A great alternative to hot oats is overnight oats. The oats are soaked instead of cooked, and eaten cold. They’re great when we’re short on time in the morning or when the weather is warm. And we can still include berries, seeds and nuts. Here’s my favourite overnight oats recipe to get you started.
- Green Smoothie
A green smoothie was the second most popular among the breakfasts enjoyed by plant-based health professionals. The green smoothie samples I serve up at my booth are always a big hit with woman, men and children alike. Experiment with ingredients and proportions until you find your favourite.
– To start, dark-green, leafy vegetables are about as healthy as food gets. They offer the most nutrition per calorie as far as unprocessed food goes. Popular greens include spinach, kale, arugula and mesclun mix. Kale and arugula also land in the cruciferous veggie category and as such, have extra health benefits due to the sulforaphane they contain. If you can enjoy the taste of kale in your smoothie, go for it! If not, spinach has a mild flavor. Use fresh or frozen greens and include as much as possible!
– Bananas are a common ingredient in green smoothies due to the way they enhance the drink’s texture and flavour. They’re also a rich source of prebiotics. I often peel and freeze ripe bananas and toss them into the blender frozen.
– A third popular ingredient is vitamin C-rich pineapple or mango.
– You can stop there and blend these up with water, coconut water, unsweetened almond milk or another plant-based milk. Or you can embellish with other healthful ingredients like ground flaxseeds or hemp seeds.
Here’s the recipe I use for 2 servings: 2 handfuls spinach (or frozen equivalent), 1 banana, 1 cup chopped pineapple, 1 cup water, ice (optional).
One expert, Pam Popper, PhD, ND, eats for breakfast a green smoothie, as well as toast made from Ezekiel Bread with fat-free hummus on it (another tops hers with avocado). OK, let’s stop right here. What’s Ezekiel Bread and why is it good for us?
– First off, we can find Ezekiel bread in health food store freezers and freezers in the “natural food” section of non-discount grocery stores. The products are made in the likeness of biblical verse Ezekiel 4:9, “Take also unto thee wheat, and barley, and beans, and lentils and millet, and spelt and put them in one vessel…” When assessing your bread options, compare them to the key attributes of Ezekiel bread, our gold standard:
- Whole grains and no flour
- Combination of grains and legumes
- No refined sugars
- No preservatives or shortenings
– I tried it recently and really enjoyed it! The only catch is that it’s expensive at about $8 CDN per loaf. So I checked out Costco’s myriad of bread options and found that Silver Hills 20 Grain Train has quite a similar ingredient list (although not quite as good) and is about half the price.

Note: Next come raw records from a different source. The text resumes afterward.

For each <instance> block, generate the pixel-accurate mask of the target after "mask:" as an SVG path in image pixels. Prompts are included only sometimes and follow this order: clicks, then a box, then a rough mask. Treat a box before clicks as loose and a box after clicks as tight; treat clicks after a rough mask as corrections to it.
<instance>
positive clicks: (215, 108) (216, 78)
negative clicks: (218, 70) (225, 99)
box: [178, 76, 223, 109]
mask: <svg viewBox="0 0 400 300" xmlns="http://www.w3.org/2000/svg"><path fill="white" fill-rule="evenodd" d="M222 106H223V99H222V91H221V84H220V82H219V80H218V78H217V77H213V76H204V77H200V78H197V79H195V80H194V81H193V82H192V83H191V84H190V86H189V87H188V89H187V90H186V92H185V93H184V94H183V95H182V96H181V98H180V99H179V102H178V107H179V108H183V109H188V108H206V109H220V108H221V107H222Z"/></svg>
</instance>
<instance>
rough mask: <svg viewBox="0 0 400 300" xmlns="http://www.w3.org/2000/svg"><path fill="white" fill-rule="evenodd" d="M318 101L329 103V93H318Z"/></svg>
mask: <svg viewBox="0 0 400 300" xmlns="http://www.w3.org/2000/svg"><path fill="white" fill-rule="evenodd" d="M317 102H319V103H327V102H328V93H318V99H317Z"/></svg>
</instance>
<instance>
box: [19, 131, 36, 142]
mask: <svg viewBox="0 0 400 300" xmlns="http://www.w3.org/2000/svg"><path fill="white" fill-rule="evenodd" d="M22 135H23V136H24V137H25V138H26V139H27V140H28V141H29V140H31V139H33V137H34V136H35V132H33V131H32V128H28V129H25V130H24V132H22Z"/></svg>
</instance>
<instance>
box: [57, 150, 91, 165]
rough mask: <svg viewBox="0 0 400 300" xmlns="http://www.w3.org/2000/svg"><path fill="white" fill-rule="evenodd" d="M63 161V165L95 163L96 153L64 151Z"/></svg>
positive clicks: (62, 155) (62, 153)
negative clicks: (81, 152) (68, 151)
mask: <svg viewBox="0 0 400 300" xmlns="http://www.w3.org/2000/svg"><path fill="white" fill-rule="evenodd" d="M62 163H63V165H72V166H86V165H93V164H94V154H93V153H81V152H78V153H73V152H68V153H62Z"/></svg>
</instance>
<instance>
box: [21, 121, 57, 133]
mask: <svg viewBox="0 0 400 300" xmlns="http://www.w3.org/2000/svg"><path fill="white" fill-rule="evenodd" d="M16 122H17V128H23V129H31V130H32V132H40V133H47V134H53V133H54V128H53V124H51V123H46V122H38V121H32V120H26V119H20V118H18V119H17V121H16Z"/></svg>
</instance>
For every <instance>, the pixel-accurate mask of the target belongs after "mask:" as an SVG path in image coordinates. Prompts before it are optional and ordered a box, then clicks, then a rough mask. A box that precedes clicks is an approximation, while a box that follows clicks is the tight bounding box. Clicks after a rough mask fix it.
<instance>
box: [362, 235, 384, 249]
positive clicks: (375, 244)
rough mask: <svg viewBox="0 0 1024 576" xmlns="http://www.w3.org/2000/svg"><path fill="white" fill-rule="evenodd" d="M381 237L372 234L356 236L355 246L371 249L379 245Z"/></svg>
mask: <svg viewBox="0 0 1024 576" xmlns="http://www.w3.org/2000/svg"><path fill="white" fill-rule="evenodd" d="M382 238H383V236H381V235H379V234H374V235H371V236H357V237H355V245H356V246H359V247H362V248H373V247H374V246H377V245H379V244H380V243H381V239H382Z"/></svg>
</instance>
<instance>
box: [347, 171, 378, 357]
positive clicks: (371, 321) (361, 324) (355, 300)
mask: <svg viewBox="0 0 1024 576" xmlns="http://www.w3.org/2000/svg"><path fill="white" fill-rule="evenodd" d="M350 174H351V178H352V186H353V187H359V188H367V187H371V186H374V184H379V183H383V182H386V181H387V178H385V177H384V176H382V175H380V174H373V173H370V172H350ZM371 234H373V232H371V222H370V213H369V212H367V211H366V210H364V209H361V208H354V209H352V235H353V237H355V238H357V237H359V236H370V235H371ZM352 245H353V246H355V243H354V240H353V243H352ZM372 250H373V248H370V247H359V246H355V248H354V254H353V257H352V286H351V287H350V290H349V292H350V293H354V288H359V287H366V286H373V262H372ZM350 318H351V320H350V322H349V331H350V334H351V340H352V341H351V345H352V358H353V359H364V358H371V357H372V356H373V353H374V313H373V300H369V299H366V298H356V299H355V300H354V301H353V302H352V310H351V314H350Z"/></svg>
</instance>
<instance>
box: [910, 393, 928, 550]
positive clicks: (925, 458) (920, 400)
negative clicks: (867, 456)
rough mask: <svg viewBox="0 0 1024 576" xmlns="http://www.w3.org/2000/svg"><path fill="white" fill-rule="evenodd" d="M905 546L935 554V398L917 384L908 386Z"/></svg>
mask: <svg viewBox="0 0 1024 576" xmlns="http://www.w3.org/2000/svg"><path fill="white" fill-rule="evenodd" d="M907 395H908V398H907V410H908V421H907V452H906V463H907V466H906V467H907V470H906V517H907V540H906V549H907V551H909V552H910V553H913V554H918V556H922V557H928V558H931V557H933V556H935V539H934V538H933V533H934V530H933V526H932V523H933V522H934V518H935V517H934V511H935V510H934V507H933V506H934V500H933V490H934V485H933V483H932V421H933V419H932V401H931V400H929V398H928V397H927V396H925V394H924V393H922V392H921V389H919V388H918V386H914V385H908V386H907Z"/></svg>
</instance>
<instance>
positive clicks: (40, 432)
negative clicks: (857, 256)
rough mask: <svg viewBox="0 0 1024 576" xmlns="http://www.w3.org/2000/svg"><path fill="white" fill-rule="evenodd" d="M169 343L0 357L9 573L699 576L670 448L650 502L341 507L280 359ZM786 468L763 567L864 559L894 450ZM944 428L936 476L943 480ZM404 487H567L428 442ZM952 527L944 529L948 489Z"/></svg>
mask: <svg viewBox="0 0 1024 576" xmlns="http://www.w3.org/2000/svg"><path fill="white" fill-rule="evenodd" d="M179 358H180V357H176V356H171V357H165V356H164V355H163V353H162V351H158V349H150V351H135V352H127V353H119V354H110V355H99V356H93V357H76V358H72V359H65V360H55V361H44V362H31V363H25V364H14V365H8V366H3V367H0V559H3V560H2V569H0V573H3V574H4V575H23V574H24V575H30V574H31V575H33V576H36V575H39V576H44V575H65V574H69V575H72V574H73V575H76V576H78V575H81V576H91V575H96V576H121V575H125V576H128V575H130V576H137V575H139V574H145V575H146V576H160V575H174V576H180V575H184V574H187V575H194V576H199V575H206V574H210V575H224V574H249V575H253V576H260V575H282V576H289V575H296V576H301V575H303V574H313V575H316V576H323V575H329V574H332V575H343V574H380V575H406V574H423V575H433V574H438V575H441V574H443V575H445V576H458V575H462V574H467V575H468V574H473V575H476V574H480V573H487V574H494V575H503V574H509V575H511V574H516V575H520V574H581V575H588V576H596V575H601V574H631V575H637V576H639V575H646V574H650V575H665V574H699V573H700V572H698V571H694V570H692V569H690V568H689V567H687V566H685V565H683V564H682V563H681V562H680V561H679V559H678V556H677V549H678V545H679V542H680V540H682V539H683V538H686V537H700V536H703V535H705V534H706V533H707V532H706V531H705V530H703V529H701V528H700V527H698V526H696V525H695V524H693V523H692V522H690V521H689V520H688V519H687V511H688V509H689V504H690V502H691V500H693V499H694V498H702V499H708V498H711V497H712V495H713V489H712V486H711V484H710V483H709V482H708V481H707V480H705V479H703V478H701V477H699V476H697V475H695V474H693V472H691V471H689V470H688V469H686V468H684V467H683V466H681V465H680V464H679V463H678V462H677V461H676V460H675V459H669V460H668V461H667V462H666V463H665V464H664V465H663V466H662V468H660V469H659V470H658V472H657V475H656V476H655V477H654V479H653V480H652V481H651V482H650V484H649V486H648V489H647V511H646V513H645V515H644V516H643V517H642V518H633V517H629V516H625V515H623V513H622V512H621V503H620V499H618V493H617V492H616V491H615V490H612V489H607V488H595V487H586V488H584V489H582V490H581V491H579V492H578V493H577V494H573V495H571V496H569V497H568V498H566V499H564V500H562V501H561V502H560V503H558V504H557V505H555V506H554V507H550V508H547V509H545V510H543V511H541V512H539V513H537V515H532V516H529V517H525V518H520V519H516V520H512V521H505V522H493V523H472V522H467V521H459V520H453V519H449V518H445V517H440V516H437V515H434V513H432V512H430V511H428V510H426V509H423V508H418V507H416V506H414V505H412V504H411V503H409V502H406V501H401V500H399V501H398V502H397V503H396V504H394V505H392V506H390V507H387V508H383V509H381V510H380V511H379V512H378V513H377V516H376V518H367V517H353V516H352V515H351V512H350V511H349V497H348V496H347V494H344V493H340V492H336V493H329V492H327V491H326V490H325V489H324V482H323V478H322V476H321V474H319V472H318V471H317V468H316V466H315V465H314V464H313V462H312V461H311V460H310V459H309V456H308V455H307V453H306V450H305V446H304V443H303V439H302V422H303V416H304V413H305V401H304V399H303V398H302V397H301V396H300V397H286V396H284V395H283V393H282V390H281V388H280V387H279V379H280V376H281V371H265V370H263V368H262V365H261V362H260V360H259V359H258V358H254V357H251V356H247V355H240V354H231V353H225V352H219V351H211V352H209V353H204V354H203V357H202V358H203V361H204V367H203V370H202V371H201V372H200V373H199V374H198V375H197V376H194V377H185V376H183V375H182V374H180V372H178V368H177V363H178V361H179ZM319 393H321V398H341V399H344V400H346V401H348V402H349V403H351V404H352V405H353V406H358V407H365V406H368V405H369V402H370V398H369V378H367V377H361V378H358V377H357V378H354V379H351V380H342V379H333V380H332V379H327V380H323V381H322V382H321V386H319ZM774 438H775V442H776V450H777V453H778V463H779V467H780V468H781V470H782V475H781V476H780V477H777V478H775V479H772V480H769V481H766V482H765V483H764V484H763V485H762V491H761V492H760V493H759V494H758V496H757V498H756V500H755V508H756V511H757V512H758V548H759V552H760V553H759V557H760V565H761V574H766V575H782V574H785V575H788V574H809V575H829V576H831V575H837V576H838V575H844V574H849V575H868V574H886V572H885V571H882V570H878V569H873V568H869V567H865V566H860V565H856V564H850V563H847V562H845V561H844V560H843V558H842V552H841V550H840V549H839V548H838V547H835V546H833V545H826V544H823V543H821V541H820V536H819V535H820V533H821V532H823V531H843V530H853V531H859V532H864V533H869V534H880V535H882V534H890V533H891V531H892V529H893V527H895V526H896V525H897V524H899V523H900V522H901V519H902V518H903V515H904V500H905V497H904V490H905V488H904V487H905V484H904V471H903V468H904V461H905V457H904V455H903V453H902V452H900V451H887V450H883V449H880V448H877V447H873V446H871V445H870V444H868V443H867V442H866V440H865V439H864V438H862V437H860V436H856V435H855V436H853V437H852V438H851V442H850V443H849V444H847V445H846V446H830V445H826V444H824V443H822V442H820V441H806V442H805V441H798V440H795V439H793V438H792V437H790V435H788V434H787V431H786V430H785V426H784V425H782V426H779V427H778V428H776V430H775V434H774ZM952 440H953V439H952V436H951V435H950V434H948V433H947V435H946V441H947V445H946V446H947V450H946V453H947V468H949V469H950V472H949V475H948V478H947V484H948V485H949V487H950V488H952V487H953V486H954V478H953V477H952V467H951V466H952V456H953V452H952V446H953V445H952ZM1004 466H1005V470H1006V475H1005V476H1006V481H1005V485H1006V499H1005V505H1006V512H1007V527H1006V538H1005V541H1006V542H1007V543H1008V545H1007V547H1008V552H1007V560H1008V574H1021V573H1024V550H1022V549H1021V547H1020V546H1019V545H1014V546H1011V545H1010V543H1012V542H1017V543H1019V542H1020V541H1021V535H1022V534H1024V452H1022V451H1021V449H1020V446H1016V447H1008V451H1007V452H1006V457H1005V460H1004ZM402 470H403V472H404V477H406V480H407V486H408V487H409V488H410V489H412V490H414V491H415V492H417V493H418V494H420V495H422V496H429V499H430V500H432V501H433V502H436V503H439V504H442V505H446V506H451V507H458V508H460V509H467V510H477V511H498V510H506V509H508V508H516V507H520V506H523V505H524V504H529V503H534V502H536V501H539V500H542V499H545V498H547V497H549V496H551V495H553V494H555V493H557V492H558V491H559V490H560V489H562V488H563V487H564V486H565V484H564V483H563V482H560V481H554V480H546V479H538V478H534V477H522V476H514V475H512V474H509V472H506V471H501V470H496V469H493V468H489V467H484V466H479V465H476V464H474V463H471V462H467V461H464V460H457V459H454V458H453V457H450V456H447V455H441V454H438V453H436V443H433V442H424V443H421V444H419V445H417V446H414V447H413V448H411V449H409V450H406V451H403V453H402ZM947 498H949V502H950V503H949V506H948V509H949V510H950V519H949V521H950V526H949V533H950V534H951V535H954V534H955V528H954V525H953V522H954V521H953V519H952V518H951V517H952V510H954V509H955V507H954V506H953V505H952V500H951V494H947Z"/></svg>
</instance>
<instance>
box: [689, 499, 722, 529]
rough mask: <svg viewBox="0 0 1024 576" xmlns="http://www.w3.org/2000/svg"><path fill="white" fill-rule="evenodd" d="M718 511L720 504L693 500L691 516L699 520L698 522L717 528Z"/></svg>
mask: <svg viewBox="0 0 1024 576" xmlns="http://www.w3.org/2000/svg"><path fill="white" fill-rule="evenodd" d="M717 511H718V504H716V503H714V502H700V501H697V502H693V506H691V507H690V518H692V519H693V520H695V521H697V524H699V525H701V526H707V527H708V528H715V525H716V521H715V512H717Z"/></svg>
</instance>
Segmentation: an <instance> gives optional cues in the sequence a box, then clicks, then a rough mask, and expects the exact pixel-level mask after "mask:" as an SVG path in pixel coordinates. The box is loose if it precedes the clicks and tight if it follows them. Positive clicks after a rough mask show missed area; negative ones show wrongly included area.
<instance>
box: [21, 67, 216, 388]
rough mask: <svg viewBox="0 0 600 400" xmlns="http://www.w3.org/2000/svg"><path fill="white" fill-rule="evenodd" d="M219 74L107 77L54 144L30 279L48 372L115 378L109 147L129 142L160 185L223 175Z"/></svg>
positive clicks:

– And back to those toast toppings…avocado is a stellar choice, or simply your favourite nut butter (preferably with no added salt or sugar) maybe with some sliced bananas to get in a morning serving of fruit!
Writing this article has inspired me to take steps to elevate my own breakfast routine…I hope it’ll do the same for you. It’s amazing how sometimes small changes can have a big impact. And from my perspective, change in the direction of a healthier lifestyle is always well worth the effort! All the best on your journey.